— А я ведь видел старика в день убийства, — вдруг оживился мужичок. — Да-да, видел. Он забегал ко мне на минутку. Водки просил.
— Пил?
— Да нет, гостя хотел приветить… А у него ни капли не оказалось.
— И дал ты ему водки?
— Дал… Я ему говорю: дескать, неловко, початая бутылка, как такой бутылкой можно кого-то привечать? А он говорит — неважно, сойдет. Схватил и тут же убежал. И все. Больше я его живым не видел. В затылок подонок и выстрелил. Навылет. Пуля все лицо разворотила, смотреть страшно.
— Это плохо, — сказал бомж и поднялся. — Подожди меня здесь, — сказал он мужичку. — Я быстро. Не уходи.
Бомжара с необычной для него сноровкой поднялся на лестничный пролет, вошел в квартиру, не обращая внимания на Зайцева, осторожно взял с пола бутылку с остатками водки, за самый кончик горлышка взял, чтобы не стереть отпечатков пальцев, если они там сохранились, и снова вышел на площадку.
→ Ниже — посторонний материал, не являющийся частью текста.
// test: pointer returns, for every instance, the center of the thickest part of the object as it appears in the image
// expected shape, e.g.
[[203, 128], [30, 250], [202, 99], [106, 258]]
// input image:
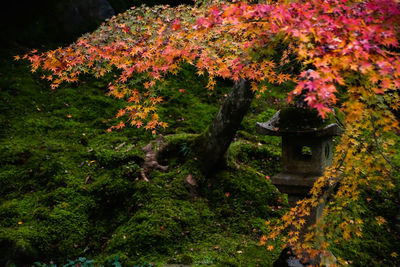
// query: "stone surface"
[[80, 13], [306, 150]]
— Твоя бутылка? — спросил он у мужичка.
Тот поднялся по лестнице, посмотрел, не касаясь бутылки, поднял глаза на бомжа.
— Моя.
— Точно твоя?
— Я же ее откупоривал.
— Старик взял ее у тебя и с ней убежал к себе?
— К себе. А что?
— Ты где живешь?
— Вот здесь, напротив старика.
— Следователь у тебя был?
— Нет, но обещал. Грозился, можно сказать.
— Будет, — ответил бомж и вернулся в квартиру к Зайцеву.
Разложив на столе обнаруженные поздравительные открытки, письма и телеграммы, Зайцев внимательно вчитывался в обратные адреса и раскладывал бумажки по стопкам. Он даже не заметил возвращения бомжа, не заметил, как тот, взяв бутылку за горлышко, куда-то с ней отлучился, а через несколько минут вернулся, положил бутылку точно на то же самое место, где она и лежала.